An equivariant GNN produces outputs that transform in a predictable, consistent way when the input undergoes a geometric transformation (rotation, translation, or reflection). If you rotate a molecule by 90 degrees, an equivariant GNN's predicted force vectors rotate by exactly 90 degrees, while its predicted energy (a scalar) stays the same. This symmetry is guaranteed by the architecture, not learned from data.
Invariance vs equivariance
Physical predictions have different symmetry requirements:
- Invariant (unchanged under transformation): energy, binding affinity, toxicity, solubility. Rotating a molecule does not change its energy.
- Equivariant (transforms consistently): forces, dipole moments, velocity fields. Rotating a molecule rotates its force vectors by the same amount.
A standard GNN that uses absolute 3D coordinates as features violates both: the same molecule in a different orientation gets different predictions. Data augmentation (training with random rotations) helps but wastes model capacity learning a property that should be guaranteed.
Building blocks of equivariant GNNs
Relative positions
The foundation of equivariance: use relative positions (r_ij = x_j - x_i) instead of absolute coordinates. Relative positions are equivariant: rotating all atoms rotates all relative positions consistently. Distances (||r_ij||) are invariant.
Scalar and vector channels
Equivariant GNNs maintain two types of features per node:
- Scalar features: Invariant under rotation (energy-like quantities). Standard neural network operations apply.
- Vector features: Equivariant under rotation (force-like quantities). Only equivariant operations (dot products, cross products, scaling) are allowed.
# Equivariant message passing (simplified PaiNN-style)
def equivariant_message(s_j, v_j, r_ij):
"""
s_j: scalar features of neighbor j (invariant)
v_j: vector features of neighbor j (equivariant)
r_ij: relative position vector (equivariant)
"""
d_ij = torch.norm(r_ij, dim=-1, keepdim=True) # distance (invariant)
r_hat = r_ij / (d_ij + 1e-8) # unit direction (equivariant)

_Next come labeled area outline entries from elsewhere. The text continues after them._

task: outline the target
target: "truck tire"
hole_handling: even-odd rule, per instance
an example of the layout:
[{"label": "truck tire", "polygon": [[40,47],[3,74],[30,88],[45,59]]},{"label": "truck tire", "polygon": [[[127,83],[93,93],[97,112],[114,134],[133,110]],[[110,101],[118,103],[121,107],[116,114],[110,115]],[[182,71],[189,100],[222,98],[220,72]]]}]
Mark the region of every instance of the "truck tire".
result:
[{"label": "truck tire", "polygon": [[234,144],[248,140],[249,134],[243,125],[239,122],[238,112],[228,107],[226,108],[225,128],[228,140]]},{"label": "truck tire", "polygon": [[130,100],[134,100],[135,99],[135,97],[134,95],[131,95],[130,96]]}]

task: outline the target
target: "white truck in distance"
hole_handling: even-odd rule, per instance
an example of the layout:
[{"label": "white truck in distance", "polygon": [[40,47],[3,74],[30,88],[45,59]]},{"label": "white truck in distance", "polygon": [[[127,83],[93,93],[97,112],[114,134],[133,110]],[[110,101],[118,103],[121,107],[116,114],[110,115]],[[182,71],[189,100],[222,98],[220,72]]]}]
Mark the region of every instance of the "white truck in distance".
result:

# Scalar message: uses distance (invariant)
phi = mlp(d_ij) # radial basis function
s_msg = phi * s_j
# Vector message: scales direction by learned weight
v_msg = phi.unsqueeze(-1) * v_j + psi(s_j).unsqueeze(-1) * r_hat
return s_msg, v_msgThe key constraint: vector features can only be combined with equivariant operations (scaling, addition of vectors, dot/cross products). MLPs only operate on scalars.
Architecture progression
Each generation adds more geometric information:
- SchNet: Uses only pairwise distances. Invariant but cannot distinguish mirror images (chirality).
- DimeNet: Adds bond angles between triplets of atoms. Invariant with richer geometric context.
- PaiNN: Maintains vector features alongside scalars. Full SE(3) equivariance for force predictions.
- MACE: Uses higher-order tensors (spherical harmonics). Captures complex multi-body interactions with maximum expressiveness.
Results on molecular benchmarks
On MD17 (molecular dynamics) and QM9 (quantum chemistry):
- Non-equivariant GNN: 45 meV MAE on force prediction
- SchNet (invariant, distances only): 28 meV MAE
- PaiNN (equivariant, vectors): 15 meV MAE
- MACE (equivariant, higher-order): 8 meV MAE
Each step of added geometric information yields substantial improvement. Equivariance is not optional for molecular applications; it is the difference between useful and useless predictions.